Israel’s coronavirus czar, Prof. Ronni Gamzu, said in a Tuesday afternoon press conference that it was too early to tell if the new figures represented a significant trend.
“We see a certain drop in the rate of positive tests and the infection rate,” he said. “The lockdown has been very effective and I can already see a drop in contacts and infections. But it depends on how we continue from here, including enforcement, which is a very important element.”
He again urged the cabinet to increase fines on virus rule-breakers.
Netanyahu said that despite positive signs, he would not be rushing to lift the nationwide lockdown, which has been in place, with varied levels of restrictions, since September 18.
“All the experts without exception said wait at least another week, so that’s what we are doing,” he said. Last week, Netanyahu said the lockdown would last at least a month, and some of its restrictions could be in place for as long as a year.

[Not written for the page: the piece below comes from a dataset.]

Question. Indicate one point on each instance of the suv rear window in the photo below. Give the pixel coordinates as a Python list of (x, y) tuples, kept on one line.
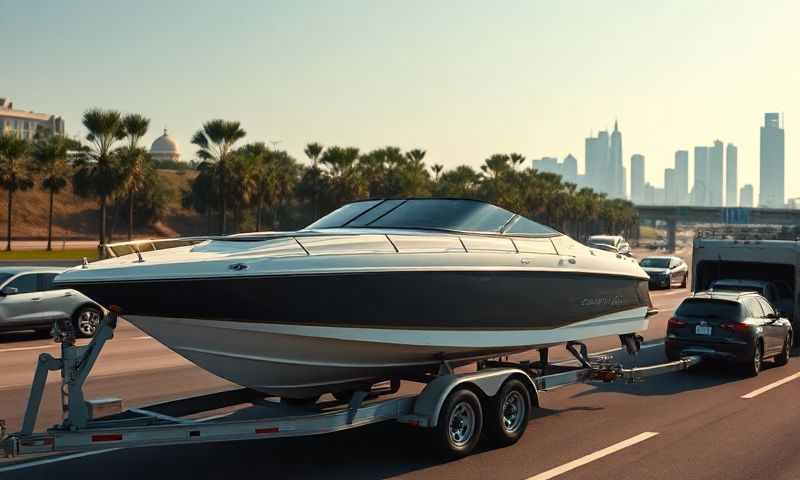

Unnamed cabinet ministers, however, were quoted by Channel 12 news as saying Tuesday that the government might not be able to wait for the drop in cases it wanted before reopening the economy.
“We can’t keep the entire country in jail,” one minister was quoted as saying, stressing the need to carefully exit the lockdown “with a differential approach” to cities according to infection data.
The long-delayed “traffic light” proposal meant to impose localized restrictions based on how badly each locale is affected by the virus was given only a few days to work before it was scrapped in favor of the national shutdown.
According to Channel 12, even if the lockdown were to be eased according to the traffic light scheme, over half of the population could still remain under lockdown conditions. As of Tuesday, the channel reported, 92 areas were defined as “red” — home to some five million Israelis.
Netanyahu, speaking at the Jerusalem nursing home, said that while Israel was the first to lock down a second time, many European countries were now following in its footsteps, and the country needs to be able to emerge from the lockdown first as well.
Hinting at differences within his cabinet, particularly the ongoing battles with the Blue and White party, Netanyahu said that “unity” as well as “a public that obeys the rules” were needed to beat back the outbreak.
“We are now acting in the second wave in a very responsible way, as we acted in the first wave. In the first wave we were a united, cohesive government, and a responsive public. For us to succeed in the second wave, I need the same thing, a cohesive government and a public that obeys the rules,” he said.
The Health Ministry said it had found 3,566 new cases Tuesday by the evening, on just under 37,000 tests.
The number of patients in serious condition stood at 880.
At the same time, 27 new deaths were recorded Tuesday, bringing the toll to 1,797.
As of Tuesday evening, the number of active cases stood at 63,831, the lowest figure recorded since September 25, though that could be a product of lowered testing over the past several days.
The number of daily new cases reached an all-time high last week of 9,053 on Wednesday, went down to 7,031 on Friday, then 2,581 on Saturday — when the numbers are always lower due to reduced testing over the weekend — and then 2,905 on Sunday, according to Health Ministry figures.